Trump ha desarrollado un sistema de corrupción, complicidad e intimidación - por Joaquín Rábago
Trump ha desarrollado un sistema de corrupción, complicidad e intimidación
Por Joaquín Rábago
El presidente de Estados Unidos, Donald Trump, ha desarrollado un sistema de corrupción, complicidad e intimidación para controlar a los medios de su país.
Aprovecha además el republicano el hecho de que los medios están ya en pocas manos, que en su mayoría pertenecen a oligarcas, especie que no existe sólo en Rusia como nos cuentan.
Le basta por lo tanto a Trump traer a su órbita al propietario del medio que sea, con persuasión o con presiones.
Es lo ocurrido, por ejemplo, con The Washington Post durante la pasada campaña electoral, lo que no quiere en absoluto decir que antes de su control por Jeff Bezos, ese diario de la capital fuese mínimamente objetivo.
Al mismo tiempo, el autócrata de la Casa Blanca intenta restar poder a los medios que no pertenecen en principio a ningún magnate concreto como pueden ser las grandes agencias de noticias.
Incluso una emisora de propaganda gubernamental como La Voz de América se ha visto acusada por la asesora especial de la Agencia de Medios Globales de EEUU, Kari Lake, de ser “la voz de la Anti América”.
Lake llegó a proponer incluso su cierre porque, según ella, en la emisora tenía más influencia el Partido Comunista chino que los “valores tradicionales norteamericanos”. Tal es la locura de muchos partidarios de Trump.
No debe extrañar semejante comportamiento por parte de un partido como el actual republicano que ha mandado retirar de las bibliotecas de los colegios “1984”, la novela distópica de George Orwell, que predice mucho de lo que ocurre en la Norteamérica actual y, por cierto, no sólo allí.
Un ejemplo de libro de la que Orwell llamó “neolengua” es el decreto trumpiano para el “Restablecimiento de la Libertad de Expresión y el Fin de la Censura Federal”, que está obrando justo lo contrario de lo que anuncia.
Estados Unidos ha descendido mientras tanto al puesto 57 de un total de 180 países en el índice de libertad de prensa que elabora la organización Reporteros sin Fronteras, y está detrás, por ejemplo, de Ghana, Sierra Leona, Liberia o Rumanía.
Ese proceso tiene también que ver con el cambio estructural de los medios en todo Occidente, que se defienden como pueden de las nuevas plataformas tecnológicas, y que ofrece a los gobiernos nuevas posibilidades de propaganda y censura.
La exclusión por los medios tradicionales de los periodistas críticos con el poder y el favorecimiento por la Casa Blanca de centenares de de “influencers” a los que ha abierto de par en par sus puertas con el argumento de que hay que dar voz a las jóvenes generaciones son otras tantas manifestaciones de tan preocupante fenómeno.
El trumpismo puede beneficiarse de un auténtico ejército de “influencers” que no se guían por ningún código deontológico y sólo tratan de llamar la atención en busca de la máxima publicidad en la Red.
La ultraderecha estadounidense dispone así de una amplísima red de propagandistas más bien psicóticos que se dedican a sentar las bases de un movimiento nacionalista, supremacista y xenófobo.
Sus mensajes pueden ser de lo más absurdo y extravagante, pero generan una burbuja informativa, una realidad alternativa en la que cada vez encuentran acomodo más personas.
Al mismo tiempo, Trump ha encontrado en la lucha contra los medios una lucrativa fuente financiera, y así exige indemnizaciones multimillonarias con el mínimo pretexto.
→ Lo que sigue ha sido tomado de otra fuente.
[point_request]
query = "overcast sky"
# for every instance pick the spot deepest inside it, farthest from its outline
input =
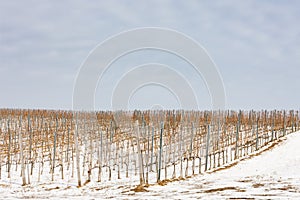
(255, 45)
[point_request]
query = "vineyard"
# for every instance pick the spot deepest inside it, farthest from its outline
(153, 146)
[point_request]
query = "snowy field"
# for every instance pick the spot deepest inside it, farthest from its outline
(273, 174)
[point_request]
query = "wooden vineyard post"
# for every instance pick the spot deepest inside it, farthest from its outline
(160, 152)
(207, 147)
(77, 152)
(152, 149)
(21, 154)
(140, 155)
(256, 143)
(237, 136)
(8, 152)
(54, 149)
(284, 124)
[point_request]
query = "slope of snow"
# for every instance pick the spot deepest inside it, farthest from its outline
(274, 174)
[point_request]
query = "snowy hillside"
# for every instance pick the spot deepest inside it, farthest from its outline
(272, 174)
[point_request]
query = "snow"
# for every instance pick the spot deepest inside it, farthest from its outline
(273, 174)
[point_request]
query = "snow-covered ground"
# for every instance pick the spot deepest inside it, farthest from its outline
(273, 174)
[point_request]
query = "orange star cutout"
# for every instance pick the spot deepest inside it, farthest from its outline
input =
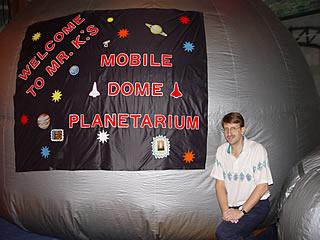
(123, 33)
(188, 157)
(184, 20)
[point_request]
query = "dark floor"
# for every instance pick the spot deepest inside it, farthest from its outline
(9, 231)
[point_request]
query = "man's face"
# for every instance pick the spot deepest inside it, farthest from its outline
(233, 132)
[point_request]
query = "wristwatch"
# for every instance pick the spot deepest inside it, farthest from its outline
(242, 210)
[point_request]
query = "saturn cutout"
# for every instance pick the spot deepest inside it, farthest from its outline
(156, 29)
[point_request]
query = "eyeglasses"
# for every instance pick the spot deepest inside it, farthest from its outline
(232, 130)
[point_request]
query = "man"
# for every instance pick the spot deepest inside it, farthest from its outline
(242, 176)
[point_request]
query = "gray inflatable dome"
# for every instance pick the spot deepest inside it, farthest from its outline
(254, 67)
(299, 208)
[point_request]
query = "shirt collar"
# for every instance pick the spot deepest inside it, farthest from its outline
(229, 147)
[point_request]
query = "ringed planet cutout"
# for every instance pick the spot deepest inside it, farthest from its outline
(156, 29)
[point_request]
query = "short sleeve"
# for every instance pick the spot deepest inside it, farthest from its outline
(217, 171)
(261, 167)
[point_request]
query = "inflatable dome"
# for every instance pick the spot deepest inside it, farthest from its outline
(299, 206)
(74, 74)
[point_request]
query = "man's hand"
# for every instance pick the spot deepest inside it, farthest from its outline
(232, 215)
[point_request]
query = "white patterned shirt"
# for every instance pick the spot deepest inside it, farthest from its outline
(241, 175)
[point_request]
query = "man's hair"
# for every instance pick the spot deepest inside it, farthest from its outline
(233, 117)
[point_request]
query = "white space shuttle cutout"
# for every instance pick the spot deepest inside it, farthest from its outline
(94, 92)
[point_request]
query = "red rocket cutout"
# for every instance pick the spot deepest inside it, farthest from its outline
(176, 93)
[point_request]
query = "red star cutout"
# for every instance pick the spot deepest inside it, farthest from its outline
(24, 119)
(184, 20)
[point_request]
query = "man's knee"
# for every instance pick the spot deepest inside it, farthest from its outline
(223, 232)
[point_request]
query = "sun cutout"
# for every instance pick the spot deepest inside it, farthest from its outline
(123, 33)
(24, 119)
(36, 36)
(184, 20)
(188, 157)
(56, 96)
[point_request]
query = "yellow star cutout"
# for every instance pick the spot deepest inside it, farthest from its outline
(36, 36)
(56, 96)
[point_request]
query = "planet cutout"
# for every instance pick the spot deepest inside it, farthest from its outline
(43, 121)
(156, 29)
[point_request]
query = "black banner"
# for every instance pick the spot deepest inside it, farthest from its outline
(113, 90)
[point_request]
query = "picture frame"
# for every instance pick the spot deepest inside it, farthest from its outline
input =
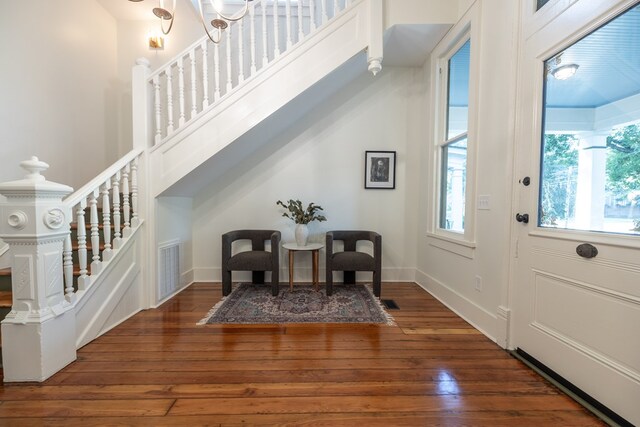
(380, 170)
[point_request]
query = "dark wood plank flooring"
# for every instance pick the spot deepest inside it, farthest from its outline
(159, 368)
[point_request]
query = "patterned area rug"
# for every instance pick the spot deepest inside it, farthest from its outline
(250, 303)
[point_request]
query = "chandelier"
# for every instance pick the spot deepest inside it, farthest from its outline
(218, 25)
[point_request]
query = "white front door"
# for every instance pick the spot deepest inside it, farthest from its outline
(577, 268)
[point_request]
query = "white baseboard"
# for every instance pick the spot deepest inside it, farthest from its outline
(478, 317)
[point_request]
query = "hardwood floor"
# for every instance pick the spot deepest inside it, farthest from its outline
(159, 368)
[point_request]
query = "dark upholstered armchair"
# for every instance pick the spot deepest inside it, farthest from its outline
(256, 260)
(351, 261)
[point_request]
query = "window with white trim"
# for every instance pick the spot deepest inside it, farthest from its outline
(452, 136)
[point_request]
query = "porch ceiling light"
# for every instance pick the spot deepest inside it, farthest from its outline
(220, 23)
(561, 72)
(565, 72)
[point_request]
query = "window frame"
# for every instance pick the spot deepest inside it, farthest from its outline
(462, 243)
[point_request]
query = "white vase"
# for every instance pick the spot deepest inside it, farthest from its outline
(302, 234)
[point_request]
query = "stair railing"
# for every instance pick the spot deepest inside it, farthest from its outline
(111, 200)
(206, 72)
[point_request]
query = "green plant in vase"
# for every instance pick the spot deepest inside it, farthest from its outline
(301, 217)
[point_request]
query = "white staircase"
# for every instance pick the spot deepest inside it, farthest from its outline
(195, 114)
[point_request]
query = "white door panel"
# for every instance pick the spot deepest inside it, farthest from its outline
(578, 316)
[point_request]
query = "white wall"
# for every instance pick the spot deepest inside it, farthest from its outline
(449, 276)
(176, 211)
(58, 88)
(321, 159)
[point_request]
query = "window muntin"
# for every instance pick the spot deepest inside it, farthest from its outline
(540, 4)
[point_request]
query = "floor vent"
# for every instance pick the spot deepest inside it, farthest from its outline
(168, 269)
(390, 304)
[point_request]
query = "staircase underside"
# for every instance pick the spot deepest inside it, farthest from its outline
(264, 132)
(281, 92)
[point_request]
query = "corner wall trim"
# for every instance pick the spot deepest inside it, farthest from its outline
(478, 317)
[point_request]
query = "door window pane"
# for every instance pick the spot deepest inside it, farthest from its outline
(590, 168)
(454, 174)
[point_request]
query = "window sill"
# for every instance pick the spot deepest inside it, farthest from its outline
(460, 247)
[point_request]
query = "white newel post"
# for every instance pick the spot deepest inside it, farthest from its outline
(39, 334)
(141, 105)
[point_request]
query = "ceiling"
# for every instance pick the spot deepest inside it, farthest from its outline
(124, 10)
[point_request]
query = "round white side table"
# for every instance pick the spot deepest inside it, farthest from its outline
(314, 248)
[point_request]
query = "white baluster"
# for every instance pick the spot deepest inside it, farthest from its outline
(126, 209)
(169, 102)
(287, 11)
(205, 75)
(67, 268)
(216, 71)
(325, 18)
(265, 56)
(158, 108)
(106, 221)
(194, 93)
(95, 235)
(83, 280)
(115, 191)
(135, 221)
(300, 30)
(229, 82)
(181, 119)
(312, 14)
(276, 29)
(240, 24)
(252, 18)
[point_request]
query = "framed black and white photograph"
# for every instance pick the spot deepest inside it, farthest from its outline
(380, 170)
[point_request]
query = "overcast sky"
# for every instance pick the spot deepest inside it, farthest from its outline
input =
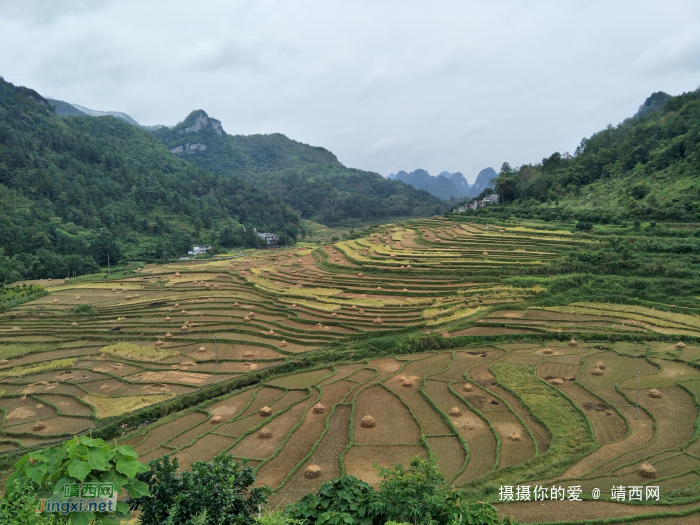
(385, 85)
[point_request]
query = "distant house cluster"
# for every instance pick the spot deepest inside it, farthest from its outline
(196, 250)
(270, 238)
(486, 201)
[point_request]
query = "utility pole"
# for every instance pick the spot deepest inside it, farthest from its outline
(636, 404)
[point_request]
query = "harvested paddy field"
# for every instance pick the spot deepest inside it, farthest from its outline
(410, 340)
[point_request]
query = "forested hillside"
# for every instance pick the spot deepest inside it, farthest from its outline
(310, 179)
(73, 189)
(647, 167)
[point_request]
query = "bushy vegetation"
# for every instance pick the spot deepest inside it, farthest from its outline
(415, 494)
(220, 490)
(75, 190)
(310, 179)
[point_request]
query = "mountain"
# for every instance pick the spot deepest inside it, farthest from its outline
(67, 109)
(440, 186)
(308, 178)
(75, 188)
(647, 167)
(483, 181)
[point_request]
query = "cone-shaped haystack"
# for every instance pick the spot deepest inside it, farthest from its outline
(647, 470)
(368, 422)
(312, 472)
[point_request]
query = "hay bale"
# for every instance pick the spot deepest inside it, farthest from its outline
(646, 470)
(368, 422)
(312, 472)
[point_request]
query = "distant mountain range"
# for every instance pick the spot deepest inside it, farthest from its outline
(447, 185)
(65, 108)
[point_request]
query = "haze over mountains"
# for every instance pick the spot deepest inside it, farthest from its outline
(447, 185)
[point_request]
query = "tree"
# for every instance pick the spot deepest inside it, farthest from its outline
(220, 489)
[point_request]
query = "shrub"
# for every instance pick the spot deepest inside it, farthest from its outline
(219, 489)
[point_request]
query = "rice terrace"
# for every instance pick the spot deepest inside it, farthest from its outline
(424, 338)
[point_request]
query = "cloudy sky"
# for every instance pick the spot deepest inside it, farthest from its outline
(384, 84)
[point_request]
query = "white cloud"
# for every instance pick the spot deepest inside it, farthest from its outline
(679, 52)
(448, 85)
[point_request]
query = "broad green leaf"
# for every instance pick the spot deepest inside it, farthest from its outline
(122, 509)
(96, 459)
(79, 469)
(138, 489)
(128, 467)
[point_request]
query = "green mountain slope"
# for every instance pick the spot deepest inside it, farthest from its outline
(647, 167)
(73, 189)
(310, 179)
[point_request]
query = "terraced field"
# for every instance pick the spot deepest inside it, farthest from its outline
(406, 342)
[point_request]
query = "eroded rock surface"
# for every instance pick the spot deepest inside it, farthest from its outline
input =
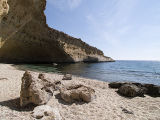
(25, 36)
(45, 112)
(77, 93)
(35, 90)
(137, 89)
(130, 90)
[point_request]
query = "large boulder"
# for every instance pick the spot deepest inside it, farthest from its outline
(115, 84)
(130, 90)
(35, 90)
(77, 93)
(46, 112)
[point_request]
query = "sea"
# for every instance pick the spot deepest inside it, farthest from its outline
(121, 70)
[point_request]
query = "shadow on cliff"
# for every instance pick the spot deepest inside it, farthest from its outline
(18, 52)
(14, 104)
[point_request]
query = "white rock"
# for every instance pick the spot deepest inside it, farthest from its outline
(45, 112)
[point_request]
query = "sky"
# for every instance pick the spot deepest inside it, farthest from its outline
(122, 29)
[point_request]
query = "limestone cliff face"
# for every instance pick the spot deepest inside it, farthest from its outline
(25, 36)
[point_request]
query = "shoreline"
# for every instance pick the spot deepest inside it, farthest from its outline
(108, 105)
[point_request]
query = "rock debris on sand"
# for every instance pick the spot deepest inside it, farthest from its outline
(106, 106)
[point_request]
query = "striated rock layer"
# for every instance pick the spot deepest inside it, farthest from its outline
(25, 37)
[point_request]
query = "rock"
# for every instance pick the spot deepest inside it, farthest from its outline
(130, 90)
(67, 77)
(45, 112)
(4, 8)
(77, 93)
(152, 90)
(26, 37)
(126, 111)
(35, 90)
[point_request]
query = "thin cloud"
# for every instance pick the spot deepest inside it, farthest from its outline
(65, 4)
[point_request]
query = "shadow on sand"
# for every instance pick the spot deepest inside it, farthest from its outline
(14, 104)
(60, 100)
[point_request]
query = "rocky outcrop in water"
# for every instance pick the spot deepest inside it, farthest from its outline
(77, 92)
(25, 37)
(131, 89)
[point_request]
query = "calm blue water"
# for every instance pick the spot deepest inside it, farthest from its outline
(135, 71)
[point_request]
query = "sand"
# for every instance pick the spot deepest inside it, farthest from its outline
(108, 105)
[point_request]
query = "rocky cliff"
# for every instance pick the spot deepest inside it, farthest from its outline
(25, 36)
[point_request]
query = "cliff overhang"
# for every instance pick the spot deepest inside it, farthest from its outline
(25, 37)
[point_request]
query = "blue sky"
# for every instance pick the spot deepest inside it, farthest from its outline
(122, 29)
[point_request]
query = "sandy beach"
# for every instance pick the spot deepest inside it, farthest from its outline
(108, 105)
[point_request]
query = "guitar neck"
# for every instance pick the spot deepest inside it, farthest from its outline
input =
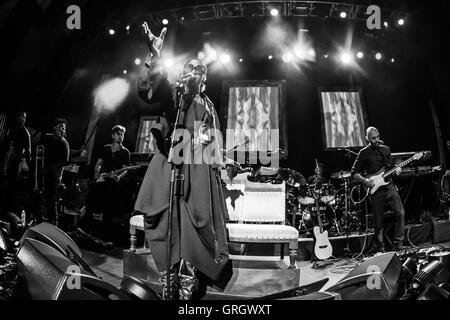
(400, 165)
(318, 216)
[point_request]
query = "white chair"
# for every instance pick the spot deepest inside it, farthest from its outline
(136, 223)
(258, 216)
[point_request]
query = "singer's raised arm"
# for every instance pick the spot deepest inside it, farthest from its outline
(154, 88)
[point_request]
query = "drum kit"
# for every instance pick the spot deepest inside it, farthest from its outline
(341, 202)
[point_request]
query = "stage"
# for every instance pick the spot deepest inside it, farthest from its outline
(256, 279)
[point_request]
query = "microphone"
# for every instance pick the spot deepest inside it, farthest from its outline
(182, 81)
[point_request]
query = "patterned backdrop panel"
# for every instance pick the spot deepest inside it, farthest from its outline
(253, 112)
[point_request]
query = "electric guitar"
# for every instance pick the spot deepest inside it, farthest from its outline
(115, 173)
(322, 248)
(379, 177)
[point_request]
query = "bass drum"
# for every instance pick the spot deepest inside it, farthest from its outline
(309, 219)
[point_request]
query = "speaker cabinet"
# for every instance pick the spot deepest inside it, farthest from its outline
(441, 231)
(375, 279)
(325, 295)
(53, 236)
(47, 274)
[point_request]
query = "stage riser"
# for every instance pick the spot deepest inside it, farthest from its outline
(249, 280)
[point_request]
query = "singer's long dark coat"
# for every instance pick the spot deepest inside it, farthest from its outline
(198, 229)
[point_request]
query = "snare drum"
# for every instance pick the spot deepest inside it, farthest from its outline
(327, 194)
(306, 197)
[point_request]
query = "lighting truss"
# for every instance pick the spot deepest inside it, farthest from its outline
(248, 9)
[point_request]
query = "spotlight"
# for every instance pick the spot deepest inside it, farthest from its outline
(169, 63)
(201, 55)
(287, 57)
(111, 93)
(225, 58)
(3, 240)
(346, 57)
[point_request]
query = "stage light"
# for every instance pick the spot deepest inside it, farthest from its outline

Como ocurre en las mafias, quien paga no tiene nada que teme.
Y aprovecha las conferencias de prensa para insultar en público a los periodistas que le son hostiles y a los medios a los que representan en lo que no cabe sino calificar de prácticas intimidatorias.
Muchos medios optan por no plantar batalla ya sea por temor a la venganza del Presidente o a no encontrar suficiente respaldo entre sus lectores, algo que se da sobre todo cuando se trata de medios locales.